Similarly, they discussed whether visibility was always desirable and whether it was truly the right goal to be articulated. This led to discussions on the decolonization of the mind where the participants formed break-away groups to discuss possible interventions in this regard. These groups were formed so that there were a good mix of both Naga and Assamese women, both activists and academics. These interventions seemed to focus on solutions rather than exploring the underlying structures and causes. During the final reflections, Francoise discussed why the process of developing solutions cannot be depoliticized and connected it to her points on the language of human rights from her plenary lecture. The third day continued the conversations of the previous days into an exercise in feminist utopian thinking.
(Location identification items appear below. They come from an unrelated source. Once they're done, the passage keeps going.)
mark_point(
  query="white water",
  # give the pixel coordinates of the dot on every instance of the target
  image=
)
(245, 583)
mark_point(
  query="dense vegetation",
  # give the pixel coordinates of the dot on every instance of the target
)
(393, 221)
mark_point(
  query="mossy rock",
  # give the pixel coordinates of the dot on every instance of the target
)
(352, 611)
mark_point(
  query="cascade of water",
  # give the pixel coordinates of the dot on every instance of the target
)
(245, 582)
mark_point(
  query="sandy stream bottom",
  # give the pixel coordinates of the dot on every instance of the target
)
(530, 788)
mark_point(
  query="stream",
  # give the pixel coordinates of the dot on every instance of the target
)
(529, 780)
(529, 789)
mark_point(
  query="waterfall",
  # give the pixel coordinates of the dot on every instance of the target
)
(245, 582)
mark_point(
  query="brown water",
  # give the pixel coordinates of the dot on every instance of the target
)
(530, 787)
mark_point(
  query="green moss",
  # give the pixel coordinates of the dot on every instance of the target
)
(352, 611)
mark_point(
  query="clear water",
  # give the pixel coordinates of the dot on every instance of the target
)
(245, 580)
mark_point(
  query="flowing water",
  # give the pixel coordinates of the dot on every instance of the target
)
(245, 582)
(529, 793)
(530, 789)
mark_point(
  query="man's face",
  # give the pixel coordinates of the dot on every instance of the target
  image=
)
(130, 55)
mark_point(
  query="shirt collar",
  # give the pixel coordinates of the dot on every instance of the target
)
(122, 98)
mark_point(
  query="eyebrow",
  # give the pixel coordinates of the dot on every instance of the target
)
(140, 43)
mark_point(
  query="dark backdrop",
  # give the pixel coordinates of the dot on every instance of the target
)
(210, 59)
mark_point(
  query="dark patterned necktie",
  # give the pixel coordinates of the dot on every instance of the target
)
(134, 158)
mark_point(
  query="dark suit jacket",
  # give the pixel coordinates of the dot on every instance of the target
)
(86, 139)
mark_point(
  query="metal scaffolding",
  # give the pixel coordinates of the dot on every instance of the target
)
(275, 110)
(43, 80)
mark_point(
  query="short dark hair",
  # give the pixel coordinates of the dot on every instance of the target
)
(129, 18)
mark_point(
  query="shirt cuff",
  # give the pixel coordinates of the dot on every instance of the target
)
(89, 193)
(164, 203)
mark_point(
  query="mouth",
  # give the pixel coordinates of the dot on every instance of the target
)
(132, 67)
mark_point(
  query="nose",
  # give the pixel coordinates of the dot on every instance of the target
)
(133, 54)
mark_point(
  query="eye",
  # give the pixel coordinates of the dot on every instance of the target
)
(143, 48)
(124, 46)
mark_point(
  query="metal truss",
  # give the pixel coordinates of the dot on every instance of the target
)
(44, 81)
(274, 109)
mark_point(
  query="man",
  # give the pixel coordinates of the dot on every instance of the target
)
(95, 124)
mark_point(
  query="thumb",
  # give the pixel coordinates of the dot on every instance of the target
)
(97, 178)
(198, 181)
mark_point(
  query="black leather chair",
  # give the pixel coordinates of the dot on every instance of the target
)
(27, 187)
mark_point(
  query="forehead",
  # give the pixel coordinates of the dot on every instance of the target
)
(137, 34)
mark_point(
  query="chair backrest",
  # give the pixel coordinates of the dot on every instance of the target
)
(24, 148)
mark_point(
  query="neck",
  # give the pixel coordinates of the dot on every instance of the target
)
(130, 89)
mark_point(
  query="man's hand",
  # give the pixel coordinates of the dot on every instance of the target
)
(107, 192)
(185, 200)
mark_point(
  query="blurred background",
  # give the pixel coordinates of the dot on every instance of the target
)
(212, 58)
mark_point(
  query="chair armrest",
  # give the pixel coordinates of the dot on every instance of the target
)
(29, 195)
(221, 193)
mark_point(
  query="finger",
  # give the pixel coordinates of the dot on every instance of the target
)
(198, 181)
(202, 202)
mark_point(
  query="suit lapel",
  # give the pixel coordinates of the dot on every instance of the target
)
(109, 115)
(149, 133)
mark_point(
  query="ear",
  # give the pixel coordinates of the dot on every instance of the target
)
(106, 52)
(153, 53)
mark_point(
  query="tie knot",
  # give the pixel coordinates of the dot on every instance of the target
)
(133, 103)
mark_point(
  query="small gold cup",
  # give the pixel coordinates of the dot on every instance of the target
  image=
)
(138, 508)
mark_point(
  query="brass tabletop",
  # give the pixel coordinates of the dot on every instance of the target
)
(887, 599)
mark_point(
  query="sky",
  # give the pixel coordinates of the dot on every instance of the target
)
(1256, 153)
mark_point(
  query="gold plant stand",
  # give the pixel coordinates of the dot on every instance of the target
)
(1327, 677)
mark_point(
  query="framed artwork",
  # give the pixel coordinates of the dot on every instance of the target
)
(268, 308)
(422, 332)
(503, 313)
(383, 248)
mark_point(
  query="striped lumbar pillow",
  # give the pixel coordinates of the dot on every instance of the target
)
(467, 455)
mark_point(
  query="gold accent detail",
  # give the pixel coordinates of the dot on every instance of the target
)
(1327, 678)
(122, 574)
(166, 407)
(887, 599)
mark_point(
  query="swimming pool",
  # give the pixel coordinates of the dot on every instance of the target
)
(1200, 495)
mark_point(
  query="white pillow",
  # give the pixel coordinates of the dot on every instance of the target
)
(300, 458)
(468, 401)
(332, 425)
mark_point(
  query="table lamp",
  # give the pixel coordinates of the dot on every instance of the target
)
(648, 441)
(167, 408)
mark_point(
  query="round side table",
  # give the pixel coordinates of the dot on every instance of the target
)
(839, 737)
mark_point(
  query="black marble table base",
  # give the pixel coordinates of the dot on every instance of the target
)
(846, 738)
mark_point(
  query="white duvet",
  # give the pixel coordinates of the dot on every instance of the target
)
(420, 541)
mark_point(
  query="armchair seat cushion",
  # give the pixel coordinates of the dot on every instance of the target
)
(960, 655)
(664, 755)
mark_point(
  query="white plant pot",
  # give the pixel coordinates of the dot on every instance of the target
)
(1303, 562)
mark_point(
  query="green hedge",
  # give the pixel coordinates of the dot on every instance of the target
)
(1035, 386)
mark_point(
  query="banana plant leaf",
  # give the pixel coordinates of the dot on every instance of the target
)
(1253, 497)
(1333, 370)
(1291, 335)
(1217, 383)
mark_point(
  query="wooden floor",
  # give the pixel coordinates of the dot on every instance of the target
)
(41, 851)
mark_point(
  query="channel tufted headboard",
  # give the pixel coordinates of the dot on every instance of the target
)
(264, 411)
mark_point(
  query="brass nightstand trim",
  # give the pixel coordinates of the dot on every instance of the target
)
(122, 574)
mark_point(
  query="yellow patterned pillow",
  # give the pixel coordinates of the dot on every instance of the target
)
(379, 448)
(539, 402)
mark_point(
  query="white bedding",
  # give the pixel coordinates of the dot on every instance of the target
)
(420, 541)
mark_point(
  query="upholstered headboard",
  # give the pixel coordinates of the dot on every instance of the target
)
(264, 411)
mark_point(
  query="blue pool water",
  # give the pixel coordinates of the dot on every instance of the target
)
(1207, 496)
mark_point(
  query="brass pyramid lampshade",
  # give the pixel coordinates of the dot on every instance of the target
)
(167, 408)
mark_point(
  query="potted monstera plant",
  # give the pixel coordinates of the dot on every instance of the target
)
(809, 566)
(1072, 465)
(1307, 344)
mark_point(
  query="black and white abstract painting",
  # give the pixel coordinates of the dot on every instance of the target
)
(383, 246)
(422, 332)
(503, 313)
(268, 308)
In an exercise titled ‘I dare to think, I dare to imagine’, the participants used dry pastels and chart paper to visualize and give form to their reimagining of the representation of the women. They were asked to respond to the standard motif of the mother and the child. The results were powerful. They were put together to form a mural on the walls of the conference room. In the lunch break, the academics had an impromptu session where they discussed the development of a curriculum based on the feminist methodologies of the workshop. The course will aim to help students to develop a feminist critical lens of engagement in the world within the frame of HaB. It will encourage students to engage in the deconstruction of notions such as gender, class, nation, etc. and how they mutually construct and articulate each other. The students will also analyse discourses and practices of state feminism, NGOs, international institutions, as well as universities. The Registrar, Professor Shikhar Kumar Sharma, and Vice-Chancellor, Professor Bhabesh Goswami, of Cotton University attended the final section of the workshop and gave their support for the implementation of a new course in Cotton University that would take advantage of the curriculum developed by HaB. They were excited about offering it to undergraduates and post-graduates. Their wholehearted openness to pedagogical experimentation made it clear that the humanities at Cotton University were in good hands.